Court Opinion

ID: 3288329
Source: CourtListenerOpinion
Date Created: 2016-07-05 17:03:34.252232+00
Date Added: 2024-06-11T15:47:01.134325
License: Public Domain

The defendant was indicted by the grand jury of Mendocino County for the crime of murder, and, on being tried, was convicted of the crime of manslaughter. A motion for a new trial was made in his behalf and the same denied. He appeals from the judgment and the order disallowing his motion for a new trial.
[1] The cause was placed on the calendar of the January term of this court for hearing and argument, and the attorneys of record of the accused duly notified by the clerk of this court of that fact, but no appearance was made for the defendant before this court when the appeal was regularly *Page 498 
called for hearing. No brief in support of the appeal was then on file, nor has any since been filed by or for the accused. We have, nevertheless, read the testimony and thus incidentally noticed the rulings upon proffered but challenged evidence and also have read the charge of the court to the jury. Our conclusion from the examination so given the record is that the verdict is amply supported and the rulings and instructions free from substantial error. In deed, as to the question (if there be such question here intended to be raised) whether the verdict derives sufficient support from the evidence, we are led to observe that, accepting, as we must, the testimony presented by the people as truly disclosing the circumstances attending the commission of the homicide, the jury appear to have been singularly lenient with the accused.
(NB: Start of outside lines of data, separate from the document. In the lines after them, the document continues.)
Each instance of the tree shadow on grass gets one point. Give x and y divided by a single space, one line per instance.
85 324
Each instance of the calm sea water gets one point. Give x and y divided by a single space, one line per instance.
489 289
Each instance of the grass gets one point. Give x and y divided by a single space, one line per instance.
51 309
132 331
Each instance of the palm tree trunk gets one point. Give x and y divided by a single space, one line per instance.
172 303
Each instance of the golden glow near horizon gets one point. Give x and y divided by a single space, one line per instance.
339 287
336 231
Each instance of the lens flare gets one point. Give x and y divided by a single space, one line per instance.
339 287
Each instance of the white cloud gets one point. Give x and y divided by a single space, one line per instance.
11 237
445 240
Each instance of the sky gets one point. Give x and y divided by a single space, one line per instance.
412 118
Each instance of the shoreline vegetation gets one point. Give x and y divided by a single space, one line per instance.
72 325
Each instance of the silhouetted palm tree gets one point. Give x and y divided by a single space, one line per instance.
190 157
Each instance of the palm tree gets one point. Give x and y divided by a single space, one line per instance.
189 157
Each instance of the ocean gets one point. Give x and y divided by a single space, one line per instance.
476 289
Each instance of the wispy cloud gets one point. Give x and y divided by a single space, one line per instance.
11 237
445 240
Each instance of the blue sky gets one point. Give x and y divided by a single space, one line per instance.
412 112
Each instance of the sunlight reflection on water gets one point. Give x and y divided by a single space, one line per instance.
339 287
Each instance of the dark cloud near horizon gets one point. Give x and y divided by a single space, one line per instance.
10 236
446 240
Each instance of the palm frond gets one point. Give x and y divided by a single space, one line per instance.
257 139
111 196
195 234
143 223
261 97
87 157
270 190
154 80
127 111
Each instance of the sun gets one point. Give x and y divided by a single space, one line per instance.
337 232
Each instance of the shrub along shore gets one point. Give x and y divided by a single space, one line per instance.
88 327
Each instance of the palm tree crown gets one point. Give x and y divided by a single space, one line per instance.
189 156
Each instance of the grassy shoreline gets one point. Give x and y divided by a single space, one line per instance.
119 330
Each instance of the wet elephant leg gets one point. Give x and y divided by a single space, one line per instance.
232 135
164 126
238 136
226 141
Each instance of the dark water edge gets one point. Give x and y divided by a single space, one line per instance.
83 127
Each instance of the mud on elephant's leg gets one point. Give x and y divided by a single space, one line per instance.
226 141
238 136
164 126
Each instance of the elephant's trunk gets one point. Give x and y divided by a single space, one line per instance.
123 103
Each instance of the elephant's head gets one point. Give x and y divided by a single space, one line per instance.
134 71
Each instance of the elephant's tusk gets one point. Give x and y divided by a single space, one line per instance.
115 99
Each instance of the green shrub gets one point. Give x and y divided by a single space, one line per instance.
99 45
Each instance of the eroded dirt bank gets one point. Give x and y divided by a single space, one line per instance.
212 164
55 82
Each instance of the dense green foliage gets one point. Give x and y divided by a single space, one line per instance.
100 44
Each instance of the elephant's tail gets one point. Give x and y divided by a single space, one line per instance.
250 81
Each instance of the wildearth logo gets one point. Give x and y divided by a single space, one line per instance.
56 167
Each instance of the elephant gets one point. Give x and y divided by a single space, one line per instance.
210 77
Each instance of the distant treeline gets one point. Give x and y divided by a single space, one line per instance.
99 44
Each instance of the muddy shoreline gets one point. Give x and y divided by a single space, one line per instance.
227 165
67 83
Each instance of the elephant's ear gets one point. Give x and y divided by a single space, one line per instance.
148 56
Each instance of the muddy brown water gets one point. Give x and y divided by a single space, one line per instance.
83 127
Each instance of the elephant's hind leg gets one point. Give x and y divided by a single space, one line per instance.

The homicide took place near the town of Willits, in Mendocino County, on the twenty-fifth day of January, 1922. Although the defendant was the father-in-law of the deceased, each, it seems, nursed a violent hatred for the other. They met on the day above named at the home of the defendant's son, and immediately engaged in a bitter altercation, which culminated in a "fist fight," in which, after each had struck the other blows about the face, the two men fell or one or the other was knocked to the ground, with the deceased on the top of the defendant. While they were in this position the deceased beat the defendant about the face and head. A bystander finally persuaded the deceased to cease fighting and to get up, and both men arose to their feet. As the deceased was leaving the spot where the fight took place, and when about six feet from the defendant, the latter drew a revolver and fired at the deceased, the bullet entering the left hip and passing into and through certain parts of the intestines. The deceased fell to the ground and the defendant thereupon stepped to where he was lying and began kicking him about the body, particularly on the head and face. The deceased soon lost consciousness, but prior thereto and while the defendant was still engaged in kicking him, he begged the defendant to cease kicking him and implored him to "let me die in peace." The deceased died the following day from the effects of the bullet wound, aided, perhaps, by the kicking which the defendant had administered to him while he was lying prostrate and helpless *Page 499 
upon the ground. The autoptical report of the doctor making such examination showed that, in addition to the bullet wound, the body of the deceased, including the head and the face, was marked with a number of severe bruises, abrasions and contusions.
The above is a sufficient statement of the facts to confirm the declaration made at the outset that, in finding the defendant guilty of manslaughter, the jury seemed to have shown great, if not unwarranted, mercy to the accused; for, if the evidence, as above outlined, does not bring the defendant's act within the definition of murder of the first degree, the case as made by the evidence, without doubt, borders dangerously close thereto.
The judgment and the order are affirmed.
Burnett, J., and Finch, P. J., concurred.